Thin inbox, thick outputs
Once I had the artifact idea, my earlier discomfort with “self-hosted everything” started to sharpen into a requirement.
The inbox has to stay thin.
I don’t want my bookmarking tool to become my archive. I don’t want it to silently store raw MP4s and MP3s forever. I don’t want “convenient defaults” that turn into a storage tax.
But I do want my derived outputs to persist. That’s the point. Those are small, stable, and actually useful later.
That’s why object storage suddenly becomes part of the story. If the system can attach assets and store them in something MinIO/S3-shaped, then the inbox stays light and the outputs scale without me thinking about disk layout.
The raw media can be ephemeral. Download, process, delete. The transcript is the durable artifact.
That feels right.
The mobile UX problem: I refuse to type tags
There’s a version of this where “spells” are invoked by typing a tag like !transcribe.
That works. It’s also not how I want to live.
If the whole thing is meant to reduce friction, then typing little incantations on my phone is a self-own. It turns “quick share” into “mini admin task.”
So the UX I actually want is stupid-simple:
Share → a tiny “Spells” target opens → big buttons:
Transcript + TL;DR
Transcript only
RAG → Home
Tasks
Tap one. Done. Queue it. Go back to my life.
This is where a share-target PWA (or some minimal intermediate share receiver) becomes interesting. Not because I want yet another UI, but because I want the UI to be exactly the size of my intent.
A tiny front door that lets me pick a spell bundle without typing anything.
Everything else can happen on the server.
Where orchestration fits (and where it doesn’t)
At this point the temptation is to start building “the perfect runner.”
I’m trying to avoid that.
The runner’s job is boring:
accept an intent (“cast this bundle on that URL”)
resolve dependencies based on existing artifacts
run the necessary steps
write assets back
That’s it.
I don’t need a cathedral. I need something restart-safe, idempotent, and not cute.

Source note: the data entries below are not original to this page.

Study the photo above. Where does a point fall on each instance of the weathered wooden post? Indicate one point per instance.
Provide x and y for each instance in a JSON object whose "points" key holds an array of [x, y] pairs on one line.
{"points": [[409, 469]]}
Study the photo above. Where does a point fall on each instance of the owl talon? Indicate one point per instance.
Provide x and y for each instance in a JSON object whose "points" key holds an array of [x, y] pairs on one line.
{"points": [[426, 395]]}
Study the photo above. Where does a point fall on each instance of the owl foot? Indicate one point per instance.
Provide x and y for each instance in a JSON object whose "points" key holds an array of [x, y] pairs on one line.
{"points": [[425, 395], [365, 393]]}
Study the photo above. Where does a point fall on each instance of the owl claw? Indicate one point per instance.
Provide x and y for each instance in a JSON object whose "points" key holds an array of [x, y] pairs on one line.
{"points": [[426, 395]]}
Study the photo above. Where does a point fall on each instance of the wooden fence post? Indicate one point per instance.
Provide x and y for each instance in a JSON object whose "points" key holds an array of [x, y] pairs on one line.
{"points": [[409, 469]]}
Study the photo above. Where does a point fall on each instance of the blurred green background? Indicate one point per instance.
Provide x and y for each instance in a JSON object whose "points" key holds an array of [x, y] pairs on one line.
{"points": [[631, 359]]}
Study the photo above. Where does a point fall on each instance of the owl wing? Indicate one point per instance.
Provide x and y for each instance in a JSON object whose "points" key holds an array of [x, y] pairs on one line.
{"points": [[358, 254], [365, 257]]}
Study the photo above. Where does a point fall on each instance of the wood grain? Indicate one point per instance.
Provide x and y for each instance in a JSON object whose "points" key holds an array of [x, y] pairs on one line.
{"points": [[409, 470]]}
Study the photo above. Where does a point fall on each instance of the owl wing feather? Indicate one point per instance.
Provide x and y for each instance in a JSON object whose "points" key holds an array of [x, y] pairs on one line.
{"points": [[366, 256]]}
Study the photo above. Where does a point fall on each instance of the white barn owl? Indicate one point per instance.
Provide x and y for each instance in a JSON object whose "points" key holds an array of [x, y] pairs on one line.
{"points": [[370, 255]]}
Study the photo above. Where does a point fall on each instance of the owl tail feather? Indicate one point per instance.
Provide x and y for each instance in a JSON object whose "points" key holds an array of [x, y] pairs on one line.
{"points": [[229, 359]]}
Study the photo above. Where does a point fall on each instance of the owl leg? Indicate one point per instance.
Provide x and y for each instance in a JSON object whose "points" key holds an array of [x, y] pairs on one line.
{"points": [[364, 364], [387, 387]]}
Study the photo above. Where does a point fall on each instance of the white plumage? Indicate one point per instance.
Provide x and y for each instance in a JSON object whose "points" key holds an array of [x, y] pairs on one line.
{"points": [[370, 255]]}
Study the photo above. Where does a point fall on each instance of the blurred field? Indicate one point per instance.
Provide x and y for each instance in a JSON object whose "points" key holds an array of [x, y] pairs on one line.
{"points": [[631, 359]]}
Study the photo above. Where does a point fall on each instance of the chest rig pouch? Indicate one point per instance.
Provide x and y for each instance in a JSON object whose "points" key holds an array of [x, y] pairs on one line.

This is where Windmill entered the conversation for me: not because I want a workflow GUI, but because it already has the primitives that bespoke pipelines tend to re-implement poorly: jobs, retries, and a notion of a flow. If I can treat each spell as a reusable primitive and use flows as bundles, that’s attractive. It’s not magical; it’s just offloading plumbing.
But I’m intentionally keeping the design portable in my head. If I decide Windmill isn’t the right fit later, the mental model still stands: artifacts, dependencies, manual-first spells.
What I’ve actually decided (so far)
I haven’t implemented the stack. This is me admitting I’ve been thinking the issue to death and finally got to something that feels like a stable shape.
The shape looks like:
an inbox that can hold links and attach assets
thin by default (don’t hoard raw media)
assets stored in object storage
spells are manual-first and invoked from the phone
bundles are just “targets” that pull prerequisites
artifacts are the source of truth; “summary fields” are just projections if I want them
That’s the whole thing.
It’s not a tutorial, because I don’t have the scar tissue yet. It’s a distillation of what I’ve hashed out — including with ChatGPT — because the framing shift (from “bookmarks” to “build outputs”) is what I think is worth sharing.
I can tell when I’m onto something because it reduces the design, not expands it.
The moment I stopped trying to build a better place to save links and started trying to build a better way to produce artifacts from them, the rest of the decisions became almost boring.
And boring is exactly what I want from infrastructure that’s supposed to be used casually, from a phone, without turning me into a caretaker.